Bitcoin pourrait traverser la tempête actuelle et trouver une réelle valeur en tant que bien numérique. Il peut devenir un outil financier utile, un moyen libre et efficace de transférer des actifs ou de déplacer de l’argent à l’étranger. Ou il peut s’effacer pour devenir insignifiant, une autre nouveauté en ligne qui, en fin de compte, n’a pas donné les résultats escomptés.

 

Une technologie comptable 

Mais même si le bitcoin s’effondre, la technologie sur laquelle il est construit – blockchain – a peu de chances de le suivre. En d’autres termes, les blockchains sont des registres numériques dispersés sans contrôle central. Les transactions sont enregistrées dans un réseau de grands livres identiques, ce qui les rend permanentes et immuables, et crée la transparence et la confiance qui permettent aux cryptocurrences de fonctionner. Mais les cryptocurrences ne sont qu’une des applications potentielles des chaînes de blocs – beaucoup d’autres affectent directement le rôle et le travail des sociétés de services financiers.

L’Institute of Chartered Accountants in England and Wales (ICAEW) décrit la chaîne de blocs comme étant  » fondamentalement une technologie comptable « . La chaîne de blocage crée la confiance sans surveillance centrale, élimine la nécessité de concilier des grands livres disparates et crée une transparence absolue autour des transactions.

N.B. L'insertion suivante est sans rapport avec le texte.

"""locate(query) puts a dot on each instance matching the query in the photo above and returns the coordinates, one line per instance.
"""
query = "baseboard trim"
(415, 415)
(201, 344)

Comme l’indique le ICAEW : « En supposant que tous les obstacles technologiques puissent être surmontés, la chaîne de blocage a un énorme potentiel. »

Au Japon, Morito Saito a également une opinion positive. « Il semble que la technologie de la chaîne en bloc puisse être utilisée de nombreuses façons « , dit-il. « Nous pensons qu’elle sera d’une grande aide pour la transparence de la comptabilité des entreprises et des transactions financières. »

En Ukraine, Alexandre Koinov pense que la chaîne des blocs va changer le visage de la comptabilité au cours des 10 à 15 prochaines années.  » D’ici là, cette technologie révolutionnaire pourrait avoir résolu la tâche très importante de fournir une garantie absolue de 100% d’informations crédibles. Les informations qui ont été approuvées une fois par blockchain ne peuvent jamais être modifiées ou supprimées – cela pourrait être un développement extrêmement important pour les comptables ».

Il pourrait si les réserves sont surmontées. Il y a des inquiétudes concernant la sécurité et le risque de propagation à grande échelle des transactions frauduleuses, ainsi que des transactions légitimes. Pour cette raison, Morito Saito croit que le secteur doit guider l’évolution des applications de chaîne de blocs, en aidant à créer des services et des solutions qui utilisent la chaîne de blocs tout en assurant une supervision et une réglementation adéquates. Ces services doivent être standardisés et optimisés pour fonctionner au-delà des secteurs et des frontières.

En effet, ils peuvent avoir besoin de le faire, car l’efficacité automatisée a un prix. La chaîne d’approvisionnement a le potentiel de réduire considérablement la nécessité de certaines des tâches comptables les plus mécaniques, et les emplois de comptabilité et de conciliation peuvent être mis en péril.

Nous n’en sommes pas encore là. Il se peut que Blockchain ne parvienne pas à surmonter ses obstacles techniques. Comme le dit Warren, on ne sait pas encore comment les chaînes individuelles sont reliées entre elles, ni comment rendre la technologie évolutive en vue d’une application généralisée.

Mais le potentiel de la chaîne de blocage pour accroître l’efficacité, réduire les coûts et ouvrir de nouvelles avenues de fonctionnement aux cabinets comptables avant-gardistes est réel – du moins en théorie. Pour l’instant, c’est le bitcoin qui continuera de faire le plus de manchettes. Fait inhabituel, la technologie d’arrière-guichet, plutôt obscure et discrète, qui la soutient pourrait bien être l’innovation qui finira par changer le monde.